Swann, a Pro Football Hall of Famer and former Trojans receiver, took over as USC’s athletic director a little under three years ago. The 67-year-old athletic director has come under fire for not being aware of what was taking place within his department.

The Trojans women's soccer head coach Ali Khosroshahin, women's soccer assistant coach Laura Janke and USC Senior Associate Athletic Director Dr. Donna Heinel and water polo head coach Jovan Vavic were among the individuals charged in the FBI's investigation into the scandal, which allegedly worked to help potential students cheat on college entrance exams by bribing SAT or ACT administrators or by bribing college athletic coaches to facilitate non-recruits admittance to elite universities as recruits regardless of their actual athletic abilities or histories. Heinel and Vavic were later fired as a result of their indictments.

While other schools such as UCLA, Stanford, Yale and Georgetown were also implicated in the scandal, USC was the only athletic department that had a senior administrator allegedly involved in the scheme. Swann said that in the future one person will not have as much responsibility as senior administrators like Heinel had.
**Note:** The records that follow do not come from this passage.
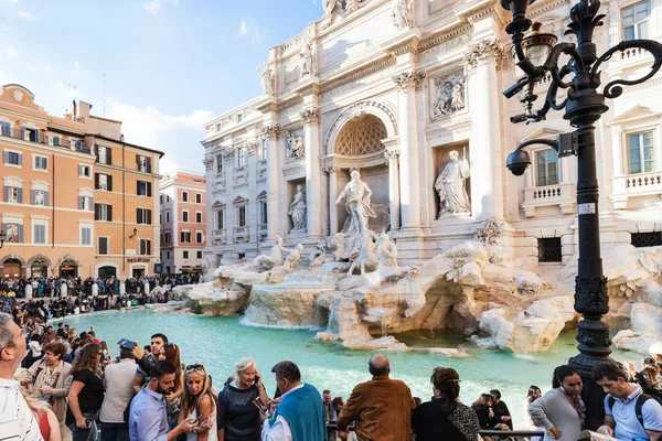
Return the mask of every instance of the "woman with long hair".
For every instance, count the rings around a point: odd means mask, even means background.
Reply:
[[[545,440],[576,441],[586,412],[581,377],[575,368],[562,365],[554,369],[552,387],[528,406],[531,418],[535,426],[545,428]]]
[[[212,377],[203,365],[186,366],[184,391],[178,422],[197,419],[197,428],[186,434],[189,441],[217,441],[216,398],[212,394]]]
[[[104,402],[104,381],[98,374],[100,358],[100,346],[88,343],[81,348],[72,364],[66,423],[74,441],[98,439],[96,419]]]
[[[480,423],[476,411],[460,402],[460,376],[450,367],[437,367],[430,377],[433,400],[412,416],[416,441],[476,441]]]
[[[19,381],[19,390],[25,398],[32,415],[34,415],[42,438],[45,441],[61,441],[57,417],[46,401],[42,401],[32,395],[32,374],[28,369],[20,368],[14,373],[13,379]]]

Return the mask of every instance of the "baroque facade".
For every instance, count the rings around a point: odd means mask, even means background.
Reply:
[[[403,262],[473,237],[490,218],[505,223],[524,261],[573,260],[576,159],[532,146],[524,176],[505,168],[519,143],[572,130],[559,112],[510,122],[522,112],[502,96],[520,75],[503,31],[510,14],[488,0],[407,3],[324,2],[319,21],[269,50],[256,77],[264,94],[205,125],[210,257],[256,256],[277,236],[313,249],[345,228],[337,198],[359,170],[373,192],[371,228],[395,237]],[[564,41],[572,3],[538,0],[530,17]],[[602,12],[602,50],[662,37],[661,0],[605,2]],[[602,82],[640,76],[650,62],[619,53]],[[605,246],[662,241],[660,94],[660,75],[626,87],[599,121]]]

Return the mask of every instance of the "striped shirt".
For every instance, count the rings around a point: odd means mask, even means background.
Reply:
[[[0,378],[0,441],[43,440],[19,381]]]

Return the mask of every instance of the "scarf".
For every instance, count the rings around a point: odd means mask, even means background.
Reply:
[[[560,390],[563,390],[563,392],[565,395],[569,395],[570,397],[573,397],[573,405],[575,406],[575,409],[581,416],[584,416],[586,413],[586,405],[584,404],[584,400],[581,399],[581,395],[579,395],[579,394],[568,394],[566,391],[566,389],[563,388],[563,386],[560,386]]]

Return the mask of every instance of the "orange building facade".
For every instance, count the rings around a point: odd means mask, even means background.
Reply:
[[[25,87],[0,87],[1,277],[126,278],[160,263],[163,153],[125,142],[121,122],[90,108],[54,117]]]
[[[161,261],[169,275],[202,272],[206,179],[178,171],[161,179]]]

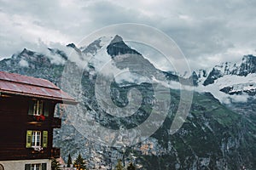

"We will work with the university to implement the best system," Swann said. "We will work with the administration, admissions, sports administrators, recruiters and scouts so there are more eyeballs on this. Moving forward when a list of names is being put forward, the coach sees it, the recruiter sees it, the administrator sees it and others see it so we know these are real student-athletes that we're trying to get.

Swann added that he will not resign in the face of the scandal.

In a letter shared on Tuesday after the indictments, USC President Wanda Austin addressed her university as "a victim" in the scheme.

Austin added that the university has planned "significant remedial efforts," to come following the Trojans' internal investigation. She also said that USC would review admissions decisions and funds received in connection with the allegations.